Purpose of the Dataset:
The purpose of this dataset is to provide training, validation, and testing data for the development of machine learning models. It includes labeled examples that help train classifiers to recognize patterns in the data and make predictions.
Dataset Creation:
Data preprocessing steps involved cleaning, normalization, and splitting the data into training, validation, and test sets. The data was carefully curated to ensure its quality and relevance to the problem at hand. For any missing values or outliers, appropriate handling techniques were applied (e.g., imputation, removal, etc.).
Structure of the Dataset:
The dataset consists of several files organized into folders by data type:
Training Data: Contains the training dataset used to train the machine learning model.
Validation Data: Used for hyperparameter tuning and model selection.
Test Data: Reserved for final model evaluation.

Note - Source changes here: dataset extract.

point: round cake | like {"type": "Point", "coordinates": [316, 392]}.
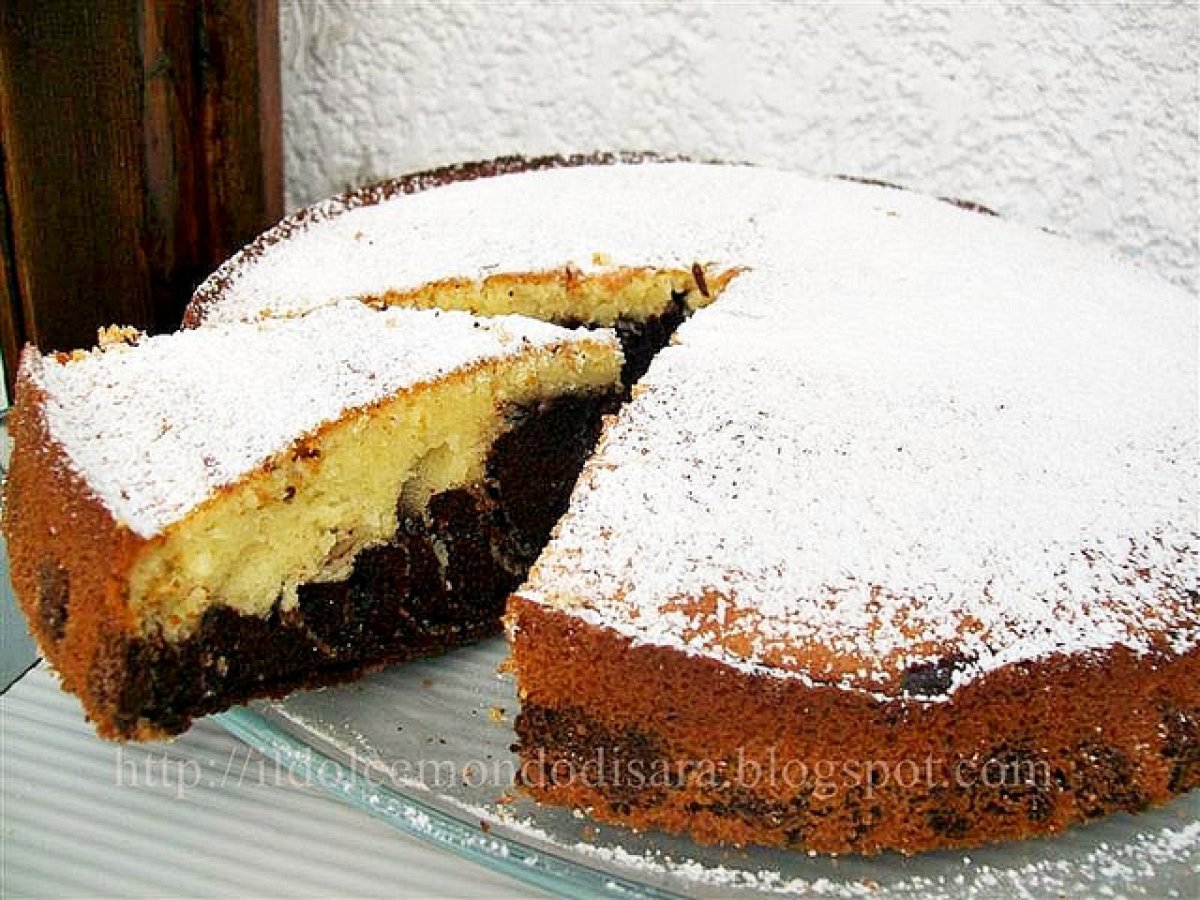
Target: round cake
{"type": "Point", "coordinates": [893, 543]}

Each folder contains files with consistent naming conventions for easy navigation, such as train_data.csv
, validation_data.csv
, and test_data.csv
. Each file follows a tabular format with columns representing features and rows representing individual data points.
Software Requirements:
To open and work with this dataset, you need VS Code or Jupyter, which could include tools like:
Python (with libraries such as pandas
, numpy
, scikit-learn
, matplotlib
, etc.)
Reusability:
Users of this dataset should be aware that it is designed for machine learning experiments involving classification tasks. The dataset is already split into training, validation, and test subsets. Any model trained with this dataset should be evaluated using the test set to ensure proper validation.
Limitations:
The dataset may not cover all edge cases, and it might have biases depending on the selection of data sources. It's important to consider these limitations when generalizing model results to real-world applications.